I had one cheat weekend in like 2.5 months. That's it. Well pizza and potato chips probably wasn't the best example. But I just stopped my diet for a weekend. I had healthy foods too though. Not all cheat foods. Like for breakfast I'd have eggs and lunch I had like a tuna or peanut butter sandwich. When dinner came around I had pizza. Throughout the weekend I ate Sun Chips for a snack instead of nuts or some beef jerk. I didn't mean like go on a total junk food rant for a weekend or eat out at a McDonald's or go get drunk off your ass. Nothing like that. 

The days I had with all that cardio wasn't like a routine thing. I probably did 3 of them total. I'd just play games on my iTouch and go at a very moderate rate. Honestly the time flew by just as fast as sitting on the couch playing Xbox. 

Honestly that's what I've done though and I went from 178.1 to 154.4. Maybe it sounds like I stretched the truth a bit, or am lying, but I'm being completely honest. It's not like a was a total fat ass either. I had (probably) around 22% body fat before I started cutting. What I said has worked for me. Maybe it's not the right thing to do but I've come a long ways and that's what I did. Once again, I don't think he should try and do what I did because it obviously sounds wrong, but it worked.


----------



## Phineas (May 27, 2010)

N_I_C_K said:


> I had one cheat weekend in like 2.5 months. That's it. Well pizza and potato chips probably wasn't the best example. But I just stopped my diet for a weekend. I had healthy foods too though. Not all cheat foods. Like for breakfast I'd have eggs and lunch I had like a tuna or peanut butter sandwich. When dinner came around I had pizza. Throughout the weekend I ate Sun Chips for a snack instead of nuts or some beef jerk. I didn't mean like go on a total junk food rant for a weekend or eat out at a McDonald's or go get drunk off your ass. Nothing like that.

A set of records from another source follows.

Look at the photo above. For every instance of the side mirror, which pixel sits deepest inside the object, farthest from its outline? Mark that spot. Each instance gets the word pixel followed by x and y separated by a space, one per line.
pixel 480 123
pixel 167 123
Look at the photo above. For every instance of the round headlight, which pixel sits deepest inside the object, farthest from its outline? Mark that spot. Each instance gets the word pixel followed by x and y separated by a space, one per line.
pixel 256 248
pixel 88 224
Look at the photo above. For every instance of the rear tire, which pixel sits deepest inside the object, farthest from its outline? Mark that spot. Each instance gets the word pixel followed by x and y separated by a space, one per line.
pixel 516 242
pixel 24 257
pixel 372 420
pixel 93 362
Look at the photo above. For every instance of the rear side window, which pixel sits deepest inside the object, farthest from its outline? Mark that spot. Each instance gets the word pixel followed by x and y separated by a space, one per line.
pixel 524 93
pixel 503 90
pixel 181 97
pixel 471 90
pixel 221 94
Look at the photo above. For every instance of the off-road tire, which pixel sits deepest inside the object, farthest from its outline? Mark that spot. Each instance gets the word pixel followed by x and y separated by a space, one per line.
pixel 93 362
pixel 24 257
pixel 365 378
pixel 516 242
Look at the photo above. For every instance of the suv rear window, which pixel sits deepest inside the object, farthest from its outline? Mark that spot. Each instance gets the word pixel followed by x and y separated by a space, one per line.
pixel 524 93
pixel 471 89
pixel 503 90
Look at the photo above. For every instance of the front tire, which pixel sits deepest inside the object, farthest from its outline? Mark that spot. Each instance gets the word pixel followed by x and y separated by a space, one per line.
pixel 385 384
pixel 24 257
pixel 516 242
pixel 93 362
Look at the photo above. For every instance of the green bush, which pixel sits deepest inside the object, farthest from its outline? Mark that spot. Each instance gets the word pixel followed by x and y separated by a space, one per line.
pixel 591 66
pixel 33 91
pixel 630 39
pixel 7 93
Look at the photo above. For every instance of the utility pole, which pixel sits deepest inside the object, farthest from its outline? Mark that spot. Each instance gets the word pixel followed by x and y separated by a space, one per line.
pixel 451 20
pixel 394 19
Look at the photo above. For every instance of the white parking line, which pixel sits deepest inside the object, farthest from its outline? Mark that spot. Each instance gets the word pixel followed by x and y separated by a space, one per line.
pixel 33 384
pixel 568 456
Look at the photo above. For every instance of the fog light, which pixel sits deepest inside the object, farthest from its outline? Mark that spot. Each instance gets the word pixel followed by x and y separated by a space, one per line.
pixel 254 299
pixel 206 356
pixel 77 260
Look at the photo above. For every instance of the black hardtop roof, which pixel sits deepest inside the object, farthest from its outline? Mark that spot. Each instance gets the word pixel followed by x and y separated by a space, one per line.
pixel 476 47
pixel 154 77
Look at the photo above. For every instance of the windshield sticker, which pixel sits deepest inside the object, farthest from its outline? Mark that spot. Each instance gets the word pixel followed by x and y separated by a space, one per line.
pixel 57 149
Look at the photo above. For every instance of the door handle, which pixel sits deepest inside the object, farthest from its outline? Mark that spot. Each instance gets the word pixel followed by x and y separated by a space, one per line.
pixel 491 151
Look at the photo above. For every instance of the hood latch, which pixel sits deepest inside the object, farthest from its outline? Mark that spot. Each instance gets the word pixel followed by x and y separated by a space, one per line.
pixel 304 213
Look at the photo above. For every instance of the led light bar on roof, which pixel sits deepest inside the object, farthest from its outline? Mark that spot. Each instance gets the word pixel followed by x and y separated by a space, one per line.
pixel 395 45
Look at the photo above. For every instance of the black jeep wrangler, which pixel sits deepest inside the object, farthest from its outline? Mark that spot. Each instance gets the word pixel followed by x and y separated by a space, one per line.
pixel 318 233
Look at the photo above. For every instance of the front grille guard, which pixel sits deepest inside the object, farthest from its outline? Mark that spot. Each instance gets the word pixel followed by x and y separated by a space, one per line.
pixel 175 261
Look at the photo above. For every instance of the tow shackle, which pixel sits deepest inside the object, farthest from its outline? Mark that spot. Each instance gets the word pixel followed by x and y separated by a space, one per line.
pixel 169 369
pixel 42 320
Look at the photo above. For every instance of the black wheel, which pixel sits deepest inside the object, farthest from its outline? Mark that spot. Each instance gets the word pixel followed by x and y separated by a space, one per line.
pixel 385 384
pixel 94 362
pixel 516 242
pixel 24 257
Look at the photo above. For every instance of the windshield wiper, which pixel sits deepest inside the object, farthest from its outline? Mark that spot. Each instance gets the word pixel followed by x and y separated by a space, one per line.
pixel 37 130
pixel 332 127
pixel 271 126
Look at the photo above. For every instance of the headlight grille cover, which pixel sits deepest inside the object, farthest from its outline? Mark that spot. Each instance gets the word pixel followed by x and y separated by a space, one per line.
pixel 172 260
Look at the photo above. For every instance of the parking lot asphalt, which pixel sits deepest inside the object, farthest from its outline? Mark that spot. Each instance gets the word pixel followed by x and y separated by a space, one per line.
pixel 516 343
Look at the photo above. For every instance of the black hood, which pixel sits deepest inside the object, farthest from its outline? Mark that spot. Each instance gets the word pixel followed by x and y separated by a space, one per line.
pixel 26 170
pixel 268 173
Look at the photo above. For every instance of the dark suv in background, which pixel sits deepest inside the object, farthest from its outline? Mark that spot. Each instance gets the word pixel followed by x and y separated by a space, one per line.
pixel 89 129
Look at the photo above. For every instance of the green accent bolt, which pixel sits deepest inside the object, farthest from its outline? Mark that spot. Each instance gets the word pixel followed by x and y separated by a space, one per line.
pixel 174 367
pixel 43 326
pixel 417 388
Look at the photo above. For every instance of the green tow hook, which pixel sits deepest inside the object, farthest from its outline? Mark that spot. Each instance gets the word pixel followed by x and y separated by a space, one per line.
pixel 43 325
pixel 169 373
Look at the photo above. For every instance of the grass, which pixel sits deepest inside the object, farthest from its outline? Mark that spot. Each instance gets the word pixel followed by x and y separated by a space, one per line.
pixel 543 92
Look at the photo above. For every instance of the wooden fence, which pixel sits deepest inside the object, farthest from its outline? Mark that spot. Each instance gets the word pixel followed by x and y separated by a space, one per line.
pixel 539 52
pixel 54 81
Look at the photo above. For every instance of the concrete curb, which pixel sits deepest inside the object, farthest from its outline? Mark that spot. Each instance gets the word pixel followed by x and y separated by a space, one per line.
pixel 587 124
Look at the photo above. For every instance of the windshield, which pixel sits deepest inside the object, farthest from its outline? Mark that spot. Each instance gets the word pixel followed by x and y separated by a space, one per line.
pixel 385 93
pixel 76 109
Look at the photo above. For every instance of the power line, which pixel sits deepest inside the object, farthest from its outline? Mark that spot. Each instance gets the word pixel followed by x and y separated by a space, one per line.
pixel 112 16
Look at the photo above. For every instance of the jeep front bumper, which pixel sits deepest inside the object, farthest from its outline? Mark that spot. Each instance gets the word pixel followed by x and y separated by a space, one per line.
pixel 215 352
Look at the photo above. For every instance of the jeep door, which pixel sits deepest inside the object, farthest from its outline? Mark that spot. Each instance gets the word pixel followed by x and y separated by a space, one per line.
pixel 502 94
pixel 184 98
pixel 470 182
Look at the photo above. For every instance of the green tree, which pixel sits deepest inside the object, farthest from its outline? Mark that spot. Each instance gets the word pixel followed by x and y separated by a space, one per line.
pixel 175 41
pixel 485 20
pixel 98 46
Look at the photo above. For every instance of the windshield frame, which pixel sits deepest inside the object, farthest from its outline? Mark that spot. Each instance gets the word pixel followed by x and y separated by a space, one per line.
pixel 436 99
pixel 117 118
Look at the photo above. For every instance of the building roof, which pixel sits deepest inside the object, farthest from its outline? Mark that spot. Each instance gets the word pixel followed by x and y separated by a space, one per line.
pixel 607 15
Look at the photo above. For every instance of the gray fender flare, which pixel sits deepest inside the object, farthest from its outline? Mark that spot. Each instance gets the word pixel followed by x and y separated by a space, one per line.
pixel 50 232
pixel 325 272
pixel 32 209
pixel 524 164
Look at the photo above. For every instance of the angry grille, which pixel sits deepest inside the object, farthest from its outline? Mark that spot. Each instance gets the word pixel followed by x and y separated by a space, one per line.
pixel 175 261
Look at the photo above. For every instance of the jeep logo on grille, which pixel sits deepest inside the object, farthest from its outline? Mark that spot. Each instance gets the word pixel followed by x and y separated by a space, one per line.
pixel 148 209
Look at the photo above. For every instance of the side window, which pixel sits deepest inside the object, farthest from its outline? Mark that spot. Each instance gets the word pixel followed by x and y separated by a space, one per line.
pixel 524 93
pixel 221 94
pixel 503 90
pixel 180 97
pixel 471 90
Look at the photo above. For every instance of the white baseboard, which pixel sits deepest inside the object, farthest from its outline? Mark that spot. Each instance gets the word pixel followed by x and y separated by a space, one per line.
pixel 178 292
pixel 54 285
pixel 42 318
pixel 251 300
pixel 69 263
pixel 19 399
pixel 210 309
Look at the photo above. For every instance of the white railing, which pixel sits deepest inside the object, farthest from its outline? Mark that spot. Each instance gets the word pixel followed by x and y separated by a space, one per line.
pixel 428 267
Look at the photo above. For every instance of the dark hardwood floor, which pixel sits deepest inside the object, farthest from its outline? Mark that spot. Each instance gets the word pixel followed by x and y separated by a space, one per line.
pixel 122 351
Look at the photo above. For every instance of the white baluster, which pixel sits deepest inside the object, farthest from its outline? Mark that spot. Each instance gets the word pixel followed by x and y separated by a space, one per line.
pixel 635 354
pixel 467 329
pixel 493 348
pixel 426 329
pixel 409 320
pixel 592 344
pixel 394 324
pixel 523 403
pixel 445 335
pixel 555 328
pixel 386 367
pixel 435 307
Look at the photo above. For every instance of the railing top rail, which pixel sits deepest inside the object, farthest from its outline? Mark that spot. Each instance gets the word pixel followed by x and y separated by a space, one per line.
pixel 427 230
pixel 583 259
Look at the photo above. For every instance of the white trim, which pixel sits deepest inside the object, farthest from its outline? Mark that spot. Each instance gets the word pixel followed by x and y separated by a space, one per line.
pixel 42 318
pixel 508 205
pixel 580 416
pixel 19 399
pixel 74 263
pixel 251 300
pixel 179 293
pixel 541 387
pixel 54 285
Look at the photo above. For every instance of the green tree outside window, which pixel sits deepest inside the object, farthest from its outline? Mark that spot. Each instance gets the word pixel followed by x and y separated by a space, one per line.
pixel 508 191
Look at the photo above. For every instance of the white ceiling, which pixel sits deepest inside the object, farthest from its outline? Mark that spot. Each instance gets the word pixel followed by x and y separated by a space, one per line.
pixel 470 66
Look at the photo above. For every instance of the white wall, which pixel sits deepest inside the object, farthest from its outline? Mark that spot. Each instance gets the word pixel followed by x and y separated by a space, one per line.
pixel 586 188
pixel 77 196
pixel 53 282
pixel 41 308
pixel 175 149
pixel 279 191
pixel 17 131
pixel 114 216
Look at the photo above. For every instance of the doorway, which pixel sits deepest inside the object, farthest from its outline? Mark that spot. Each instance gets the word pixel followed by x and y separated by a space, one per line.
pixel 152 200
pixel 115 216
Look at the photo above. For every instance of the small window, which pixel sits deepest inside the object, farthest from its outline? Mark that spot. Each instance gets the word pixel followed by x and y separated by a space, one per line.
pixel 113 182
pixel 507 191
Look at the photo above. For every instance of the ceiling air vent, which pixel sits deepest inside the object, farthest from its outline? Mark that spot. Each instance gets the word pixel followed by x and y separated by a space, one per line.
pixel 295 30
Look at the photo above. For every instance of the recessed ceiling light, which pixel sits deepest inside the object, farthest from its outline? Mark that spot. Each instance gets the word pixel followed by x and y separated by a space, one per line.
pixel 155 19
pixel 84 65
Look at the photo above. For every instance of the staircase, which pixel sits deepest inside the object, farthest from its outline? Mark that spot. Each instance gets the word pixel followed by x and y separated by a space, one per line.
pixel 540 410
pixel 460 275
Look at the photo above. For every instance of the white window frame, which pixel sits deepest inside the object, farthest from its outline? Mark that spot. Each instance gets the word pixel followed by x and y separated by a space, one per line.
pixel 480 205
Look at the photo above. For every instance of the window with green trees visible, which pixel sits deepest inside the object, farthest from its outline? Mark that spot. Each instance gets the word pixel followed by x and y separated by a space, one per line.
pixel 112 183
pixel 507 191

Nuts are extremely healthy. Sun chips are not.


----------



## rockhardly (May 28, 2010)

Can I move this thread to the diet section or do I have to start a new one?


----------



## N_I_C_K (May 28, 2010)

Phineas said:


> Nuts are extremely healthy. Sun chips are not.



I know. Which is why they are usually my snack. But the weekend I cheated on I had Sun Chips instead of the usual nuts.


----------